Read more of our Libya coverage

Clinton's comments came after the European Union approved its own sanctions including an arms embargo and travel bans against Libya.

"We are already working on EU restrictive measures that should come into force quickly," Catherine Ashton, the bloc's foreign policy chief, said at the UN human rights meeting.

"Together with that we will adopt additional accompanying measures such as an embargo on equipment which might be used for internal repression and we're looking at individuals under the travel restrictions and the assets freeze."

The 27-nation bloc has agreed to freeze the assets of Gaddafi, his family and government, and ban the sale of goods such as tear gas and anti-riot equipment.

It is believed the EU sanctions are aimed at strengthening a raft of measures passed by the United Nations Security Council on Saturday, which include referring Libya to the International Criminal Court (ICC) over the brutal crackdown on pro-democracy protesters.

Luis Moreno-Ocampo, the prosecutor of the ICC, said a preliminary investigation into possible crimes against humanity committed in Libya would begin on Monday.

"There will be no impunity for leaders involved in the commission of crimes," he said.

He said he would decide within a few days whether or not to launch a full investigation of alleged crimes committed since February 15, that would enable prosecutors to collect evidence and request an arrest warrant against those identified as responsible.

A growing number of world leaders are placing pressure on Gaddafi to step down amid a violent uprising.

On Sunday Britain and Canada followed moves by the US to freeze the assets of Gaddafi and his family, while on Monday Germany said it is proposing to freeze all financial payments to Libya for 60-days.

'Exile is an option'

Navi Pillay, the UN human rights chief, told the conference that the international community must support reforms in the Middle East in "words and deeds".

"The council should not relax its vigilance over Libya as the threat of violent reprisals against civilians still looms," she said.

"Although we have not seen credible independent evidence that Gaddafi has used jets to attack the protesters, that doesn't mean that he will not."

Ibrahim Sharquieh,
Brookings Doha Centre

The moves come amid growing outrage over the bloodshed in Libya, blamed on forces loyal to Gaddafi. The embattled leader remains defiant despite the opposition gaining ground across the country, and has vowed to purge the country of protesters "city by city, house by house".

The US is pressing Europe for tough sanctions on the Libyan government to turn up the heat on Gaddafi, saying that sanctions would convince the leader's remaining loyalists to abandon his regime.

"The US has a wider sanctions regime than the UN has decided and they would like the Europeans to step in on that," Al Jazeera's Nick Spicer, reporting from Geneva, said.
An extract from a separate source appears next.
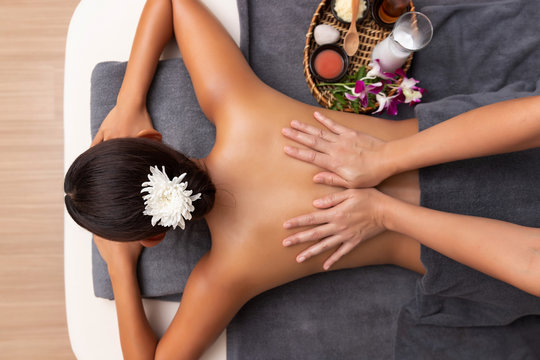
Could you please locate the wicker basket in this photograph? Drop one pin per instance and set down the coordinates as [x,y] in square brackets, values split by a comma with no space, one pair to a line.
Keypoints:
[370,34]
Speaking in Cairo, John McCain and Joe Lieberman, two leading US senators, called for the immediate imposition of a no-fly zone over Libya.

They also urged the White House to recognise the "provisional government" set up by Gaddafi opponents in the eastern city of Benghazi.

Speaking to Al Jazeera, Ibrahim Sharquieh, the deputy director of the Brookings Doha Centre, said that  a "no-fly zone is certainly a good idea".

"Although we have not seen credible independent evidence that Gaddafi has used jets to attack the protesters, that doesn't mean that he will not."

David Cameron, the British prime minister, said the UK is working with its allies on a plan to establish a military no-fly zone over Libya, a move also mentioned by Jay Carney, a White House spokesman.

Carney added that Gaddafi could go into exile to help satisfy demands by the US for him to step down.

"Exile is certainly one option for him to affect that change," he said on Monday.